According to a recent Wall St. Journal article, California housing prices have been on the rise, and the Bay Area has experienced a 20% rise in the median price of homes since February 2009 — now standing at $354,000. Naturally, this price level bears no resemblance to Lafayette real estate or home prices found in Orinda or Moraga. It does, however, align with what we have seen in our market area, where the highest velocity of sales is in the sub-$1M price range.
Counterbalancing this is the fact that default notices rose almost 20% in February and roughly 11% of all California homeowners with mortgages are 90 days or more delinquent on their payments. With an “official” unemployment rate standing at around 12.5% for the state, we’ve still got a rough road ahead. The market and consumer confidence are improving, but we have not yet shed the remnants of the enormous financial fire pit from which we are slowly climbing out.
More thoughts on trends/issues to contemplate over the coming months:
- An increasing number of “down-sizers” who will be selling their larger Lamorinda real estate holdings and buying smaller single level homes within Lamorinda, but also taking advantage better value propositions in areas such as Alamo, Walnut Creek and Pleasant Hill.
- As reported in the Wall St.

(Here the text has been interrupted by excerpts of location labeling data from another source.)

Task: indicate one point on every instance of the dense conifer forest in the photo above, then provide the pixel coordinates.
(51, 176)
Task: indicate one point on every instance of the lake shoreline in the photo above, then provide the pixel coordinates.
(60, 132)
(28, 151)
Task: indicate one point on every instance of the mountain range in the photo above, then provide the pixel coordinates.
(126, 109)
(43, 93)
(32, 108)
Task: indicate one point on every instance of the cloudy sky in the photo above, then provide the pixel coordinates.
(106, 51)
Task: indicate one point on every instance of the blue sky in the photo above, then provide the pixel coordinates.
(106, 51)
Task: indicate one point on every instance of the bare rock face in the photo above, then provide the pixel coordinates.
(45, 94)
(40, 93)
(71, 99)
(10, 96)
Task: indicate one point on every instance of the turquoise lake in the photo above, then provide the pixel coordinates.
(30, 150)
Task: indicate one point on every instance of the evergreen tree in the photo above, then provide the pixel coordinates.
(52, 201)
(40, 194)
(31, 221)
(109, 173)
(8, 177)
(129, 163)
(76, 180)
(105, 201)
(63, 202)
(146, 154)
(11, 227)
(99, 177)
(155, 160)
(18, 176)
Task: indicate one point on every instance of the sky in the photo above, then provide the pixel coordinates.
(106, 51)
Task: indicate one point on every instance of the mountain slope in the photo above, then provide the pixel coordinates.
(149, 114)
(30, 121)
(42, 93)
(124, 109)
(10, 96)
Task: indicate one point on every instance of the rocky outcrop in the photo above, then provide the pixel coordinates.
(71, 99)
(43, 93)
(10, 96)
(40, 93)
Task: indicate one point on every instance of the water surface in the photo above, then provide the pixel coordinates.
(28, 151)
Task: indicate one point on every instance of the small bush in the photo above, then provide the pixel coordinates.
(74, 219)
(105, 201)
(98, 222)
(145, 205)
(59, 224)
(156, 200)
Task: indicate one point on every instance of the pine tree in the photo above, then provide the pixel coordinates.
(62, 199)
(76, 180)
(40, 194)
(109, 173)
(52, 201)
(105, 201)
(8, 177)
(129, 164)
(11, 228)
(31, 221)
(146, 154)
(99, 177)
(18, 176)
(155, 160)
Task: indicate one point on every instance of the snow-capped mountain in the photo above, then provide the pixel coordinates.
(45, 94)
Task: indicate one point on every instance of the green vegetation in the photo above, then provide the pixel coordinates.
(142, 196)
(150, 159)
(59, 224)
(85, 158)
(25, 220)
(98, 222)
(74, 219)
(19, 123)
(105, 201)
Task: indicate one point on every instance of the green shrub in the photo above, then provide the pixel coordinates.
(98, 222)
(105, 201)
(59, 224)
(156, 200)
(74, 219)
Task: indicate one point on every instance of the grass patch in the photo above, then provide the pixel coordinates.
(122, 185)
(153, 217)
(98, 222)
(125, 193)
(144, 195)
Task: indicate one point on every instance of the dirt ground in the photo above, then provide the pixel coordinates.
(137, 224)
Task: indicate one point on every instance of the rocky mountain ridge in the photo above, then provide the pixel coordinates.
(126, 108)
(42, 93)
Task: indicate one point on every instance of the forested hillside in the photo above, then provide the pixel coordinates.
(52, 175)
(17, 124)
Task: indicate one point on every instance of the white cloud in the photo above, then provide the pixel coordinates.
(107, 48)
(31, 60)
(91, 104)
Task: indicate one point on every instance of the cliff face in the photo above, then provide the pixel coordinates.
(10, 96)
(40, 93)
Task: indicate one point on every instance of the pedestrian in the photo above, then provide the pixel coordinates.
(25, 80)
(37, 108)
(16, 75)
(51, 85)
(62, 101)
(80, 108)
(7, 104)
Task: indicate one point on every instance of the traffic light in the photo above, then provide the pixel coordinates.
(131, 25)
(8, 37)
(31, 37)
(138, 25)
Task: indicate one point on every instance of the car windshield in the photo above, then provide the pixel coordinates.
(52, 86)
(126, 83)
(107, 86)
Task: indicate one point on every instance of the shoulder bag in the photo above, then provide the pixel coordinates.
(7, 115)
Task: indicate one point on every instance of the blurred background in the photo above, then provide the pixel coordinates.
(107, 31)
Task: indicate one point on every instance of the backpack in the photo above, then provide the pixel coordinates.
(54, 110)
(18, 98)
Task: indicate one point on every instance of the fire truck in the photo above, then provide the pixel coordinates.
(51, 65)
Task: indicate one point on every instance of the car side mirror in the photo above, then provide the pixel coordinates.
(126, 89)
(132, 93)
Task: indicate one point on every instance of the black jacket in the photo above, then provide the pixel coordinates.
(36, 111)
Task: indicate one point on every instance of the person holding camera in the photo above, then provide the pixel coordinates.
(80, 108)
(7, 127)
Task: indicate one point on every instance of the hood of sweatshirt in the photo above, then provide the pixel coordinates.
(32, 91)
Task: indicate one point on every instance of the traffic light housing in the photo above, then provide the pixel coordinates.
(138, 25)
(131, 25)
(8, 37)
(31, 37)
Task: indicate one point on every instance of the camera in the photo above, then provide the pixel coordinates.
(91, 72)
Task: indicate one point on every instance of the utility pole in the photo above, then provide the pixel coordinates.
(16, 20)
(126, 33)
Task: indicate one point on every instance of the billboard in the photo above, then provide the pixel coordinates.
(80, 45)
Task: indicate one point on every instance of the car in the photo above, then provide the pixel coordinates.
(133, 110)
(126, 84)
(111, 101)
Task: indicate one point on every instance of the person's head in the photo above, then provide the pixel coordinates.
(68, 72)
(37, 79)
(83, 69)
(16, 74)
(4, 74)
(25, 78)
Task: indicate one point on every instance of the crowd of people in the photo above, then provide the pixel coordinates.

Journal, “The Fed confirmed that it’s ending its $1.25 trillion purchases of agency mortgage-backed securities, which enabled Fannie Mae and Freddie Mac to help keep mortgage rates low by buying mortgages.” This means that there will be increasing upward pressure on interest rates… not substantial by historical comparison, but nevertheless significant enough to potentially impact demand and prices.

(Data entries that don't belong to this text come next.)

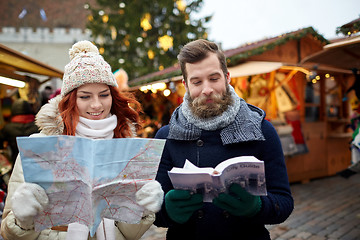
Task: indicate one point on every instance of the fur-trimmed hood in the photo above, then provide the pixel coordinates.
(48, 118)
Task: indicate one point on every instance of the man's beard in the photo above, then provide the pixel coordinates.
(219, 104)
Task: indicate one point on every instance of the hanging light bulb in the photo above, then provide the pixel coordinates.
(151, 54)
(105, 18)
(113, 32)
(166, 42)
(145, 22)
(181, 5)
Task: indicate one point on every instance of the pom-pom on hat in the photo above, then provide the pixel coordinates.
(86, 66)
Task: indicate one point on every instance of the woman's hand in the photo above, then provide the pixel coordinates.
(150, 196)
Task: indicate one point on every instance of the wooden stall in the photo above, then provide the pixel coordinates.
(297, 99)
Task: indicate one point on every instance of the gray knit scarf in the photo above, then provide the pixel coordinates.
(239, 123)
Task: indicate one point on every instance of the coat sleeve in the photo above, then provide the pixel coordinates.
(9, 229)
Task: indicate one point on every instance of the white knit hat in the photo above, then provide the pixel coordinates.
(86, 66)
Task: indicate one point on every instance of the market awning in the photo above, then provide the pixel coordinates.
(343, 54)
(253, 68)
(16, 65)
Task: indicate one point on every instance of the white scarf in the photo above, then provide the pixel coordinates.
(96, 129)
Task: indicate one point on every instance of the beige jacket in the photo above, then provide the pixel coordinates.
(49, 124)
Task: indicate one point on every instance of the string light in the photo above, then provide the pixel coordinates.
(151, 54)
(165, 42)
(105, 18)
(12, 82)
(145, 22)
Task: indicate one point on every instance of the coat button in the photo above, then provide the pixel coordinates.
(200, 214)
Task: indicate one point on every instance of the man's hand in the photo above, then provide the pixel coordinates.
(238, 202)
(181, 204)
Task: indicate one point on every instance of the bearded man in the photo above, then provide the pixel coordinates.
(212, 125)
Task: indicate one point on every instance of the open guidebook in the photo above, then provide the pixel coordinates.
(247, 171)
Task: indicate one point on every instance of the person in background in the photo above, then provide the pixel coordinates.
(45, 95)
(91, 106)
(213, 124)
(22, 123)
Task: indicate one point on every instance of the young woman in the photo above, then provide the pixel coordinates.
(91, 106)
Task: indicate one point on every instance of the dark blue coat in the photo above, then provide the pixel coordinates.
(212, 222)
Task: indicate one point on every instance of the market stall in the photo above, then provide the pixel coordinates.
(304, 105)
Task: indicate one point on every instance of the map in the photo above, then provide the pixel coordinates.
(86, 179)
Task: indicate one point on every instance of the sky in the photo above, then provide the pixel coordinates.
(236, 22)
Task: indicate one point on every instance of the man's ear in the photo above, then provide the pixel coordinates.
(228, 77)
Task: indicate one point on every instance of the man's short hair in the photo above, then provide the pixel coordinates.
(198, 50)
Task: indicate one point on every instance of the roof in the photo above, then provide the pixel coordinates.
(16, 65)
(343, 54)
(234, 56)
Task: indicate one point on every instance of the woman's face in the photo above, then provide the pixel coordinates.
(94, 101)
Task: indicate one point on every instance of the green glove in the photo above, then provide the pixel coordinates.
(181, 204)
(238, 202)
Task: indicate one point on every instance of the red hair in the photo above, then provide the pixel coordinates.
(126, 115)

- At the upper end of the market, we are observing and hearing from other agents about Lamorinda real estate owners who are not yet delinquent on their mortgage payments, but their combined first and second deeds of trust exceed the market value of their property. The new loan modification programs being introduced will hopefully help these people stay in their homes long enough to make the necessary adjustments to their personal finances. Absent modifications helping them, these properties could find their way to short-sale or foreclosure. This is something to watch closely as the 2010 market unfolds.

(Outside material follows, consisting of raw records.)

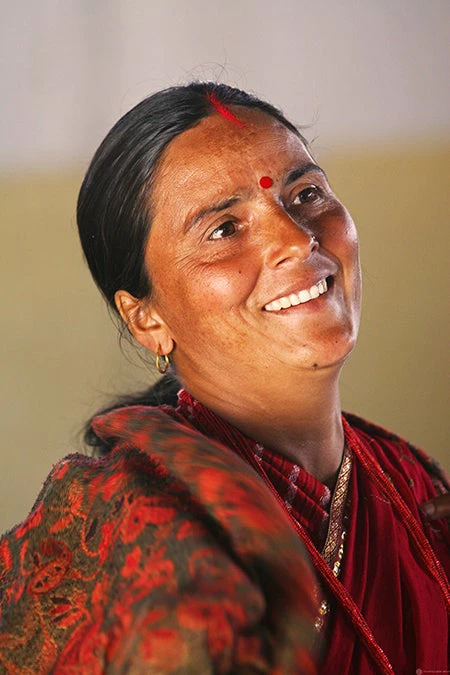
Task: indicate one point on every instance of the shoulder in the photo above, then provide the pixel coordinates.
(397, 455)
(166, 535)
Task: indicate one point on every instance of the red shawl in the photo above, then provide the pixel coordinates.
(387, 575)
(169, 555)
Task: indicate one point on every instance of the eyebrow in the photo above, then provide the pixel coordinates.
(291, 177)
(214, 208)
(295, 174)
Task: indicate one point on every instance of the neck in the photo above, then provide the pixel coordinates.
(303, 422)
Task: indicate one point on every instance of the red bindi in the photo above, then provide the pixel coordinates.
(266, 182)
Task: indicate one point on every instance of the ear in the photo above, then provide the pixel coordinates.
(144, 323)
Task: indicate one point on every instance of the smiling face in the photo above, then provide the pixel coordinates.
(250, 274)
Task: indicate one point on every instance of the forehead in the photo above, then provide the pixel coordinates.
(218, 157)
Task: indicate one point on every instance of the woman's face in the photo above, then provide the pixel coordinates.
(250, 274)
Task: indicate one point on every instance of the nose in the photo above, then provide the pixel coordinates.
(286, 239)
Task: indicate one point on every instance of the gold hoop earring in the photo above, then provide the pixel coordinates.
(164, 366)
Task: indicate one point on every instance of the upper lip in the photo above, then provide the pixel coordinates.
(299, 286)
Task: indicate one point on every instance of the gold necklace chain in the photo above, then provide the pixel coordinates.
(333, 550)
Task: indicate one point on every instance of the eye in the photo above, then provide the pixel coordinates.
(226, 229)
(310, 194)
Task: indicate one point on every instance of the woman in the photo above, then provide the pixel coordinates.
(209, 227)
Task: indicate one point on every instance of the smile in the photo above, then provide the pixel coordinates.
(299, 298)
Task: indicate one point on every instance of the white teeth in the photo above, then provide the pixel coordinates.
(298, 298)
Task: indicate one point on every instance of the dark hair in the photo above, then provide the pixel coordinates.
(114, 205)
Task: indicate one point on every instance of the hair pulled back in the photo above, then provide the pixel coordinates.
(114, 210)
(114, 205)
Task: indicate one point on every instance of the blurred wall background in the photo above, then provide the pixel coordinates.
(369, 76)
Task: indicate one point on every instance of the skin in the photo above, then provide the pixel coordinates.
(274, 375)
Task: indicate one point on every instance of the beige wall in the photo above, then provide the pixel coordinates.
(60, 356)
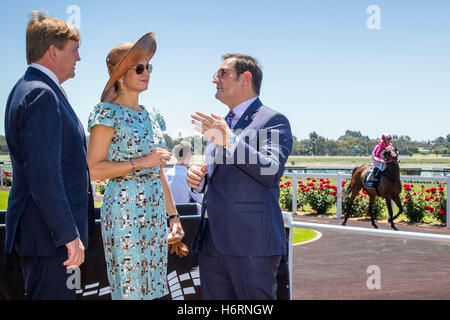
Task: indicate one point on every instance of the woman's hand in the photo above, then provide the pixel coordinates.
(157, 157)
(175, 227)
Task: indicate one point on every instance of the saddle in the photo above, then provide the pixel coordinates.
(370, 181)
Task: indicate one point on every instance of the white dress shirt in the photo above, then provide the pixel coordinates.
(239, 110)
(47, 71)
(181, 192)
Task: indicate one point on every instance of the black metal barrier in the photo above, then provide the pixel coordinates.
(182, 274)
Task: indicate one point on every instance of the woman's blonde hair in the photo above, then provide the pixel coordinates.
(44, 31)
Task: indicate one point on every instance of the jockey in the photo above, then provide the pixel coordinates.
(378, 155)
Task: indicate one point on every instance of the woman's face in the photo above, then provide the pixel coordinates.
(136, 82)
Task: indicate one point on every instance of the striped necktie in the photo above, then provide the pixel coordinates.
(64, 93)
(229, 118)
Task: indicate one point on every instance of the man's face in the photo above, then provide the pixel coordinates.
(227, 83)
(67, 59)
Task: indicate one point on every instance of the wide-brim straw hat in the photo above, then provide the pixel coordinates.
(123, 57)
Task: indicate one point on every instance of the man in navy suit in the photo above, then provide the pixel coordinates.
(50, 206)
(241, 236)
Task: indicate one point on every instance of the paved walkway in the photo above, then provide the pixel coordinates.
(335, 266)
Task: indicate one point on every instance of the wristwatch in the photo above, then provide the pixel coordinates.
(230, 141)
(173, 216)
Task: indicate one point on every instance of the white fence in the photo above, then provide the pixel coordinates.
(341, 177)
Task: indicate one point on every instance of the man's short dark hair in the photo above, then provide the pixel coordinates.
(181, 150)
(245, 63)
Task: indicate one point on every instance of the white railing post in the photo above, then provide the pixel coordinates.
(339, 180)
(294, 194)
(288, 221)
(94, 187)
(448, 202)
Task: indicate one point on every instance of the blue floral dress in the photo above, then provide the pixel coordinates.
(133, 215)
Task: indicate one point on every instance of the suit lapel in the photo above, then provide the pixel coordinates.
(247, 116)
(242, 123)
(57, 89)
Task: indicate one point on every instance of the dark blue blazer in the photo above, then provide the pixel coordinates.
(242, 189)
(50, 202)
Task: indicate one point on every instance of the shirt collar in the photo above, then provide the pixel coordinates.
(240, 108)
(180, 168)
(47, 71)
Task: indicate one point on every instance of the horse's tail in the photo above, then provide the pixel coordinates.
(349, 187)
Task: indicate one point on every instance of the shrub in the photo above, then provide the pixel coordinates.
(360, 206)
(286, 195)
(320, 195)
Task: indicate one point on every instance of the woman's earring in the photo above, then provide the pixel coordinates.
(121, 87)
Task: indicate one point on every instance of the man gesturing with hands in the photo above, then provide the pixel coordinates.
(241, 235)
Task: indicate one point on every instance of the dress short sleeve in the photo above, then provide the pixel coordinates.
(103, 114)
(160, 118)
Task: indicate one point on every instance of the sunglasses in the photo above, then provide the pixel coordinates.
(140, 68)
(219, 74)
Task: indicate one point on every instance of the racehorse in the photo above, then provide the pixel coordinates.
(389, 188)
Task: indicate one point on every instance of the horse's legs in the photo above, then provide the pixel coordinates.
(371, 202)
(390, 212)
(349, 207)
(398, 202)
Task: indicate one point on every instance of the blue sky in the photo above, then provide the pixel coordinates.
(323, 67)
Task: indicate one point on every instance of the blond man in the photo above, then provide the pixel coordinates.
(50, 204)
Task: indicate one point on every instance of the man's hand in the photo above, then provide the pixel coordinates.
(75, 251)
(213, 127)
(195, 175)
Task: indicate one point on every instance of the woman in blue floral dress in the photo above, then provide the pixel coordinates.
(127, 147)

- This will be the “year of the move-up buyer”. With the greatest pressure found on higher priced homes, significant demand for lower priced homes, and historically low interest rates, most won’t find a better time to make the move up.
- It may also be the best time to make the move out of Lamorinda real estate. For empty-nesters considering retirement in out-of-state communities, California foothill communities, or other California secondary markets, the timing may never be better than right now. Markets in “second home” communities have been pummeled over the last couple of years, selling at incredible discounts to where they were just a short time ago. In the end analysis, its the delta between the equity netted from your present home sale and the cost of buying the replacement home that counts.